I learned linux by using Arch back in the days when pacman -Syu was almost certain to break something and there was a good chance it would break something unique to your install. This was also back in the days when most were not connected to the internet 24/7 and many did not have internet, I updated when I went to the library which was generally a weekly thing but sometimes it be a month or two and the system breakage that resulted was rococo. Something was lost by Arch becoming stable and not breaking regularly, it was what drove the wiki and fixing all the things that pacman broke taught you a great deal and taught you quickly. Stability is not all that it is cracked up to be, has its uses but is not the solution to everything.
I've contributed 32 edits (1 new page) in the past 10 years, so despite being stable, there are still many things to add and fix!
Sadly, the edit volume will likely drop as LLMs are now the preferred source for technical Linux info/everything...

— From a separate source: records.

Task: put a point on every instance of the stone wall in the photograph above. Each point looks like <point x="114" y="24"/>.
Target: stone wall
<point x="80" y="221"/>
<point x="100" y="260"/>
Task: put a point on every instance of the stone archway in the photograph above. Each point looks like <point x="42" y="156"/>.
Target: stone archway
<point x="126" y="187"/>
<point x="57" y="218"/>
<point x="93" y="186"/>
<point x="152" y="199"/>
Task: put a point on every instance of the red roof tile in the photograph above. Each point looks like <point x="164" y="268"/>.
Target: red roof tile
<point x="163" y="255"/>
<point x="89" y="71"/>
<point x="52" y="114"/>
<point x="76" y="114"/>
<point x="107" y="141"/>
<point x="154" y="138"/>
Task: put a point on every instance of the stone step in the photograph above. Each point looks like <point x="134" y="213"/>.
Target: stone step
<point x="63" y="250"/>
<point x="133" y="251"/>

I learned linux on debian first. The xserver (x11 or what as its old name) was not working so I had to use the commandline. I had a short debian handbook and worked through it slowly. Before that I had SUSE and a SUSE handbook with a GUI, which was totally useless. I then went on to use knoppix, kanotix, sidux, GoboLinux, eventually ended up with slackware. These days I tend to use manjaro, despite the drawback that is systemd. Manjaro kind of feels like a mix between arch and slackware. (I compile from source, so I only need a base really for the most part, excluding a few things; I tend to disable most systemd unit files as I don't really need anything systemd offers. Sadly distributions such as slackware kind of died - they are not dead, but too slow in updates, no stable releases in years, this is the hallmark of deadness.)
> Arch becoming stable and not breaking regularly
I believe this to be the entire ecosystem, not just Arch. It's been a long while since something like moving to 64bit happened. Or swapping out init systems.
> back in the days when pacman -Syu was almost certain to break something and there was a good chance it would break something unique to your install
This was still the case when I switched to arch in like 2016 lol
About a year ago, when I installed Arch, my first Linux distro, most things were great. However, while testing some commands in pacman, there were a bunch of Python-related packages (even though I hadn't downloaded them). Since I needed some disk space, I figured deleting them wouldn't hurt. Unfortunately, I couldn't boot again. I guess the ones related to Python were related to Hyprland and Quickshell.
This brings back memories, same here!
I even bookmarked a page to remember how to rebuild the kernel because I can always expect it breaking.
I have started using Arch in 2016 and it was stable back then. Are you describing an earlier era?
> Something was lost by Arch becoming stable and not breaking regularly
...a smooth sea never made a skilled sailor
>>Something was lost by Arch becoming stable and not breaking regularly
Only a Linux user would consider the instability of a Linux distro to be a good thing.